I’ve got a wood flooring problem on a job, and am wondering if any experienced floor installers can give me some feedback. I’ve installed a fair amount of flooring over the last 30 years but never run into this.
On a recent remodel/addition job we installed about 900 sq.ft of pre-finished red oak 3/4″ x 3 1/4″ flooring over 15 lb. felt paper, over 3/4″ Advantec subfloor. We used a pnuematic floor stapler, {a brand new rental unit,} that was correctly set for the depth of flooring. Everything looked great when done. About a month later, when the family moved in, they called about a problem with the flooring. When looking at the flooring in the right lighting, { low sunlight, with your eyes down near the flooring, there was noticible puckering at some boards along the edges that you could also feel if you ran your finger along the surface. This is not on all flooring, just some random areas, perhaps 5-10% of total area. I called manufacturer, was told it was an installation problem. I ordered some more flooring, and agreed to cut out and replace bad pieces. We replace about three full cartons worth of boards. Upon examining edges it did appear that the dimples were on the sides of the staples where the contact plate of the stapler meets the flooring to tighten the flooring when struck with the mallet. It seems the wood edges have compressed causing the pucker or bulge. Now the customer has notice some other areas that we didn’t see before and is asking us to replace entire foor area wich would be very difficult as it runs through three rooms, under kitchen cabinets, family room built-ins, baseboards, door jambs, etc. He feels the the integrity of the floor is ruined by our method of replacement.

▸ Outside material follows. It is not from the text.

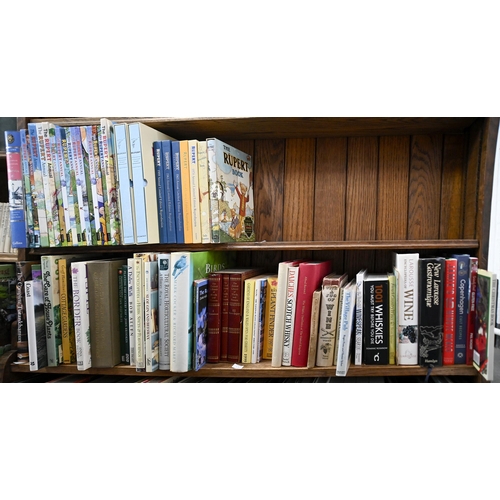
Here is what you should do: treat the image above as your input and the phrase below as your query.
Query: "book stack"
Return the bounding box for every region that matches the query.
[0,123,255,251]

I am willing to go back and replace the additional boards but not rip out and replace the whole floor as most of it is fine. My main questions are, has anyone seen this problem, and is there a better way of replacing boards than we are using? We are ripping bad boards down the center in two places, chiseling out the center, then carefully removing the rest of the board. Cut out the felt paper underneath, rip the bottom edge off the groove side and end, and gluing back in place with PL brand polyurethane construction adhesive. My experience with this glue has been great. We hven’t had to do any face nailing to speak of other than an occasional pin nail to hold until glue sets if a board isn’t perfectly flat.
Thanks for any info,
Bish
Replies
I've installed pre-oiled larch with a floor nailer and never had any problems with dimpling from the machine compressing the wood. You say this was red oak; that's a lot harder than larch, to say the least. Unless one of your guys was really mad at the IRS that day and was hitting the nailer as hard as he'd liked to have hit the auditor, I can't see how a serious dimpling problem could have occurred.
The customer does sound like a whiner from your description. If you have to turn the lights down low and stick your face down on the floor to see a problem, it doesn't seem to me that a complete tear out is justified.
Replace any new dimpled boards you found on round two, but make the customer sign off forever on that floor before you do that. Then dump him. If he crawls around with his face on the floor looking for dings, his next trick will be to hold up a 10-foot straightedge to the gyprock to find the butt joints....
Dinosaur
A day may come when the courage of men fails,when we forsake our friends and break all bonds of fellowship...
But it is not this day.
I have seen that, done it myself hitting the nailer too hard, if worst comes to worst refinish the floor. A good sanding should take out the puckering you have described. Have a floor finisher look at it, don't take anymore out until you do that.
Thanks for the input guys. I actually did most of the install myself, and wasn't too tee'd off at anyone that I can recall. Seriously, I wasn't swinging very hard at all, but I guess maybe I don't know my own strength. As for sanding and refinishing, they don't want to do that because the flooring came with that aluminum oxide type finish with a 20 year wear warranty. I'm still pushing for replacing what's bad. Does anyone see any big issues with my replacement technique? I don't know any other method that would work.Bish
If it were my floor, I'd agree with David and say refinish the existing floor. But then again, I hate the microbevel of prefinished flooring.